We affirm evolutionary creation, recognizing God as Creator of all life over billions of years.1

But are they just trying to impose evolutionary ideas onto God’s Word? No! It’s much more than that—they are trying to impose what I believe is really a heretical view of God’s character and the gospel. Can I justify this? Well, you judge for yourself.

On February 15, 2016, BioLogos posted a video by Rev. Leonard J. Vander Zee, who has an MDiv from Calvin Theological Seminary, and is a former pastor of South Bend (Indiana) Christian Reformed Church.

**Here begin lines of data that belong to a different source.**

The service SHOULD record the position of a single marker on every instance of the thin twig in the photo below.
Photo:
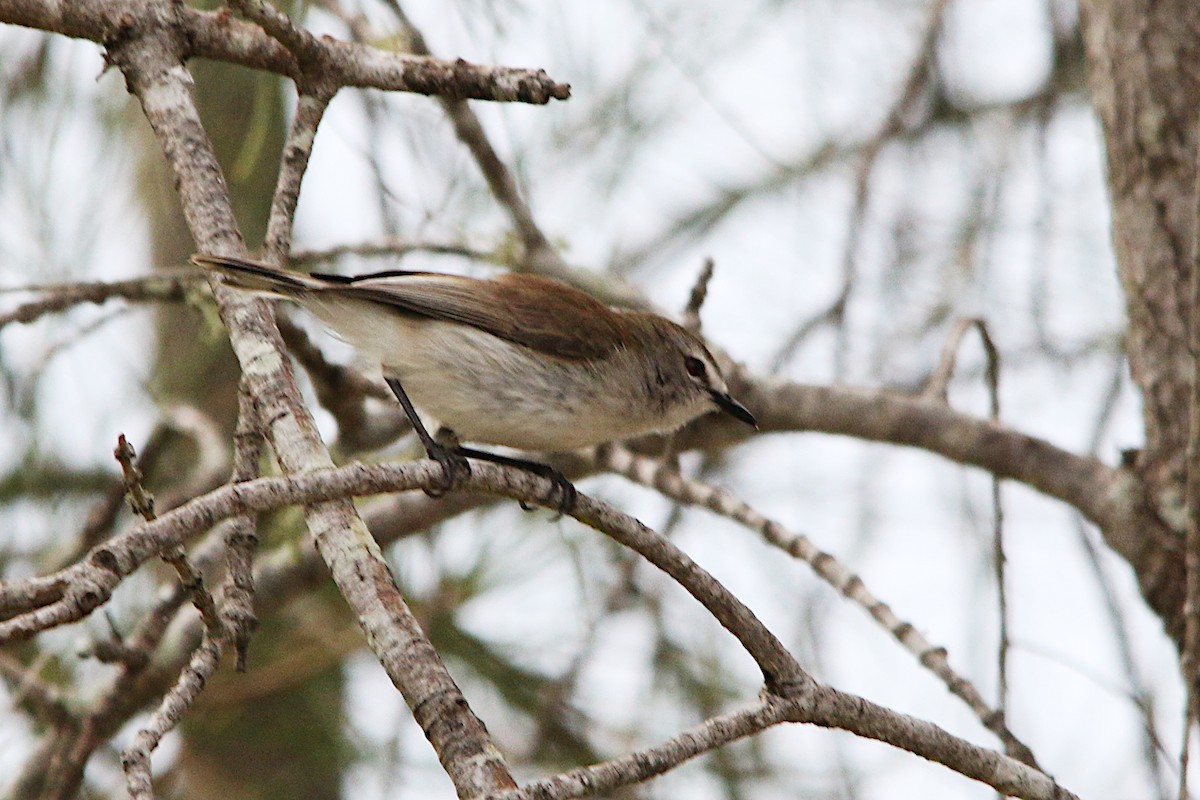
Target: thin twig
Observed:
(142, 503)
(697, 296)
(651, 473)
(156, 288)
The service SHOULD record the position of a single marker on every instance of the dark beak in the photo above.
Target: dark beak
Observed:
(733, 408)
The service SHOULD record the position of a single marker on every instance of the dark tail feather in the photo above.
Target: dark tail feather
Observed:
(255, 276)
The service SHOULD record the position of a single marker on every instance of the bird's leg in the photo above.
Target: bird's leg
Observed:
(454, 462)
(559, 482)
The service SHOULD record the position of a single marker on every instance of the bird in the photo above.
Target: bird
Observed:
(519, 360)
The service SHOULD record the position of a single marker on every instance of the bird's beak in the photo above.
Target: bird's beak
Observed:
(733, 408)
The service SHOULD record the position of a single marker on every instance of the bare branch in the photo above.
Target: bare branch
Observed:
(654, 474)
(156, 288)
(217, 36)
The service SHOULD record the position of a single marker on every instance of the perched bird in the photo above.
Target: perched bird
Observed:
(520, 360)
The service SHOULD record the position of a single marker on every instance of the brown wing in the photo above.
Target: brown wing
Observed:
(540, 313)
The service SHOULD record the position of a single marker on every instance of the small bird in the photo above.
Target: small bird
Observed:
(520, 360)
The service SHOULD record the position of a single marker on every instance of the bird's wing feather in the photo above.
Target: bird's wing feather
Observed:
(540, 313)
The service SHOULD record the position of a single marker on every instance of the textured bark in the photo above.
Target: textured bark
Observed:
(1144, 64)
(1144, 70)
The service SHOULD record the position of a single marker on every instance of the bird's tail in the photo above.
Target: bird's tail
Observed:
(256, 276)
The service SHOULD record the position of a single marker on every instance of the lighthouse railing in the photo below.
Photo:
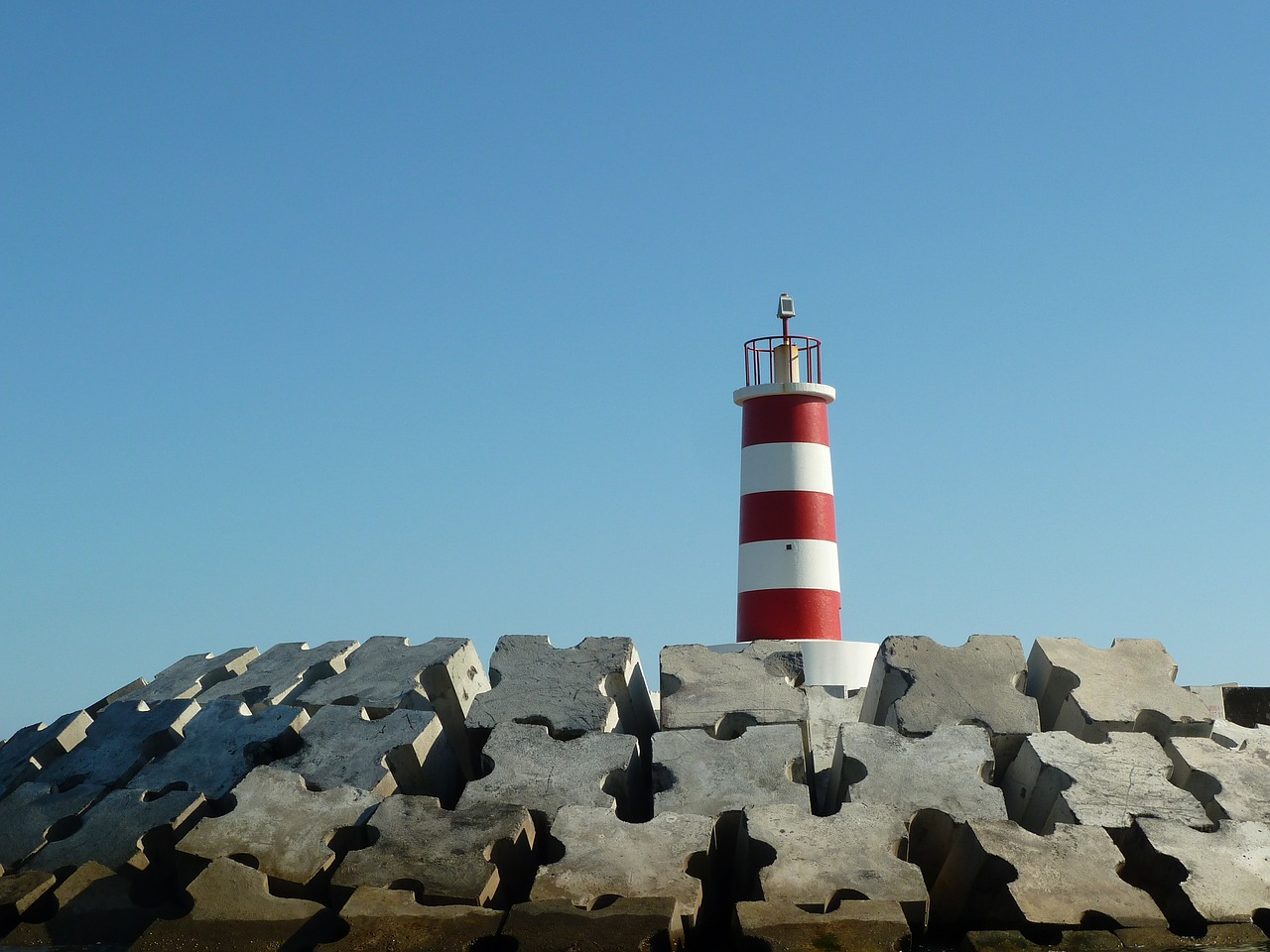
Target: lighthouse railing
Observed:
(762, 354)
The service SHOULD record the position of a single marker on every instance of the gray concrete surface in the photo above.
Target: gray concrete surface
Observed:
(694, 774)
(285, 826)
(1227, 871)
(113, 829)
(1128, 687)
(190, 675)
(37, 746)
(947, 771)
(606, 857)
(998, 875)
(919, 684)
(472, 856)
(125, 738)
(860, 925)
(594, 685)
(285, 669)
(403, 752)
(221, 746)
(32, 810)
(817, 860)
(531, 769)
(1229, 783)
(1058, 778)
(717, 690)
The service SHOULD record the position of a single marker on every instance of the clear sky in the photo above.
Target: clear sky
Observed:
(335, 320)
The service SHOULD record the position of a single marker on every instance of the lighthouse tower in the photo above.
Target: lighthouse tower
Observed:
(788, 584)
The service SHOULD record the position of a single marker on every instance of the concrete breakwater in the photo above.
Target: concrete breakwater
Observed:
(385, 794)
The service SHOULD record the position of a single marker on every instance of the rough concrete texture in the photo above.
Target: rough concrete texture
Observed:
(1236, 735)
(474, 856)
(232, 909)
(816, 861)
(21, 892)
(94, 906)
(39, 746)
(996, 875)
(826, 710)
(947, 771)
(1058, 778)
(1225, 874)
(1229, 783)
(285, 826)
(190, 675)
(280, 671)
(860, 925)
(919, 684)
(606, 857)
(531, 769)
(594, 685)
(722, 690)
(382, 919)
(125, 738)
(386, 673)
(35, 811)
(405, 751)
(1128, 687)
(113, 829)
(222, 743)
(694, 774)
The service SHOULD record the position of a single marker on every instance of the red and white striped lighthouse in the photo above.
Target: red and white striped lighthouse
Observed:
(788, 581)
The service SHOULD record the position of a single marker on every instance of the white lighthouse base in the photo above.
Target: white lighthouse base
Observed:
(832, 664)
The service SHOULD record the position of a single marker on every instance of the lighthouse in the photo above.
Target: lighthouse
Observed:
(788, 581)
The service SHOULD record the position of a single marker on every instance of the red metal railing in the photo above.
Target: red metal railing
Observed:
(761, 356)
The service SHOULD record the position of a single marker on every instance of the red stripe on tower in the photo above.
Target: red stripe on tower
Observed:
(788, 563)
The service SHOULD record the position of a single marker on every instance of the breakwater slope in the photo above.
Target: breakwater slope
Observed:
(385, 794)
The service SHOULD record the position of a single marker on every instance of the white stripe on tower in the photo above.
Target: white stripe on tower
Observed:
(788, 563)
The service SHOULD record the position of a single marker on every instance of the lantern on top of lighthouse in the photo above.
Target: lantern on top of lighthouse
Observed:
(788, 584)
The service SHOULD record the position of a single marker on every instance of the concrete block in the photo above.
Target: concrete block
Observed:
(1000, 876)
(403, 752)
(826, 710)
(1202, 878)
(93, 906)
(285, 826)
(222, 743)
(39, 746)
(694, 774)
(860, 925)
(21, 892)
(386, 673)
(232, 907)
(1058, 778)
(113, 829)
(382, 919)
(530, 769)
(125, 738)
(606, 857)
(595, 685)
(722, 692)
(919, 684)
(1230, 783)
(281, 671)
(617, 925)
(1128, 687)
(37, 811)
(472, 856)
(818, 861)
(190, 675)
(947, 771)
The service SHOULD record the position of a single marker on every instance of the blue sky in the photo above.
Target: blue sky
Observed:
(330, 320)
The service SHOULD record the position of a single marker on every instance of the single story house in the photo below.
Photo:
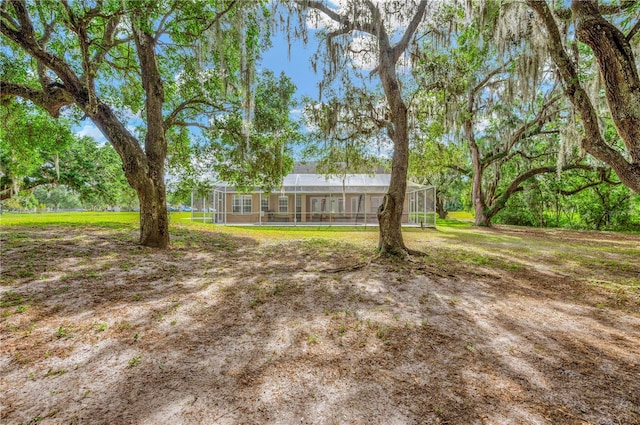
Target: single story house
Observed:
(314, 199)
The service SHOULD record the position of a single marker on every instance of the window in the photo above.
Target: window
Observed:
(337, 205)
(357, 204)
(241, 204)
(317, 204)
(283, 204)
(376, 201)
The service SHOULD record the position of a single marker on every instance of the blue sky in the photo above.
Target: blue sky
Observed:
(296, 66)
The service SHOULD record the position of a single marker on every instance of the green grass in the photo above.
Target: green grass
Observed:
(102, 219)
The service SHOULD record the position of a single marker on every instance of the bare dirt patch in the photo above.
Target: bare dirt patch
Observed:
(508, 327)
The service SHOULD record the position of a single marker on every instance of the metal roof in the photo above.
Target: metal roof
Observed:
(320, 183)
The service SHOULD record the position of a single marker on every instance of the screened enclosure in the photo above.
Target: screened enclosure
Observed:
(314, 199)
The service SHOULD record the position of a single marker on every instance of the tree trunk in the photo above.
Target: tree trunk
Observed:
(442, 213)
(477, 194)
(622, 86)
(390, 212)
(154, 220)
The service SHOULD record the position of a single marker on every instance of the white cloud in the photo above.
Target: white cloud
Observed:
(92, 131)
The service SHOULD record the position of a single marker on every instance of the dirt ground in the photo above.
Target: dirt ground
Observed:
(514, 326)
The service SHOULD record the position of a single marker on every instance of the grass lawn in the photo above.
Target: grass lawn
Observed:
(235, 325)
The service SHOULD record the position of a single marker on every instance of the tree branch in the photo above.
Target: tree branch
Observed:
(52, 99)
(401, 45)
(633, 31)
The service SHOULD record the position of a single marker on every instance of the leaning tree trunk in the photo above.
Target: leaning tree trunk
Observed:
(154, 220)
(477, 194)
(622, 85)
(440, 210)
(390, 212)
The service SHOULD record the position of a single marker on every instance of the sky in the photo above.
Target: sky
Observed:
(296, 66)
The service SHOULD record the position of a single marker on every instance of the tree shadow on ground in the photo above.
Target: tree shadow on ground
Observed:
(259, 334)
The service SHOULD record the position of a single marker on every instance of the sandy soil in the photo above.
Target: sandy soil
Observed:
(223, 329)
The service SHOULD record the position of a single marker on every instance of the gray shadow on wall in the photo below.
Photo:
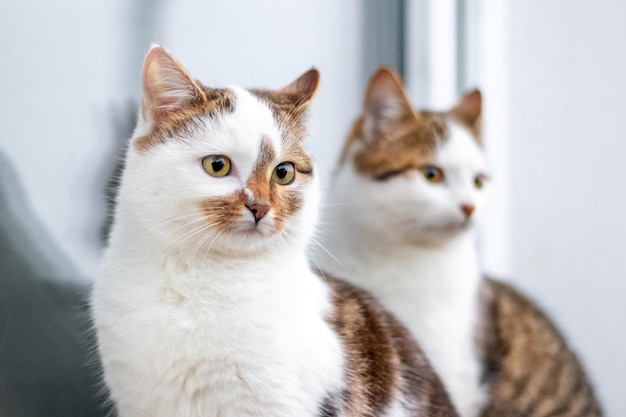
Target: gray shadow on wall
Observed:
(45, 342)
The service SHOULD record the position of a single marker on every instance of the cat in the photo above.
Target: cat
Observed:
(205, 304)
(403, 206)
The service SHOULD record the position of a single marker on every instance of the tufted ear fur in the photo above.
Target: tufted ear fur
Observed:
(386, 105)
(168, 88)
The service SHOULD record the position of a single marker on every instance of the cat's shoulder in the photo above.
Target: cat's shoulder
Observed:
(381, 356)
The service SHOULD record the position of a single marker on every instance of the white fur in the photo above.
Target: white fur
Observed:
(192, 323)
(407, 241)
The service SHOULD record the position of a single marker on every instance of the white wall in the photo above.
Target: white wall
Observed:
(70, 67)
(58, 82)
(568, 107)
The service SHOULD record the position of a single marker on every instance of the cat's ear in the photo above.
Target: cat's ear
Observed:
(386, 105)
(167, 86)
(469, 109)
(302, 90)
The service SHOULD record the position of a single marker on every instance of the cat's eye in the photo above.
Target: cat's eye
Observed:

The president of BioLogos, Deborah Haarsma, is former professor and chair in the Department of Physics and Astronomy at Calvin College in Grand Rapids, Michigan, where BioLogos is currently located. She stated this about Reverand Vander Zee’s presentation (bold emphasis is ours to highlight statements):

He began to preach an amazing visual sermon, spinning a tale of wonder and beauty about “the true story of the whole world” (as N. T. Wright calls the Bible). Len brought the key events from billions of years of natural history right alongside the biblical narrative, with scientific images and beautiful artwork. My jaw dropped as he described the scientific wonders of the Big Bang as a reflection of the joy of the Trinity—God the Father, Son, and Spirit. He told the story of the evolution of plants and animals as an expression of God’s creativity, something we celebrate at BioLogos. He told of the development of the first humans and of how our sin tore us away from God’s intended path. He brought us on a journey through God’s plan for salvation in Jesus Christ and finally to the end of all things in God’s restored creation.2

Now the entire almost 12-minute video is on the BioLogos website and on YouTube. It’s nothing more than taking the secular/atheistic evolutionary views and attributing every aspect of evolution and billions of years to God!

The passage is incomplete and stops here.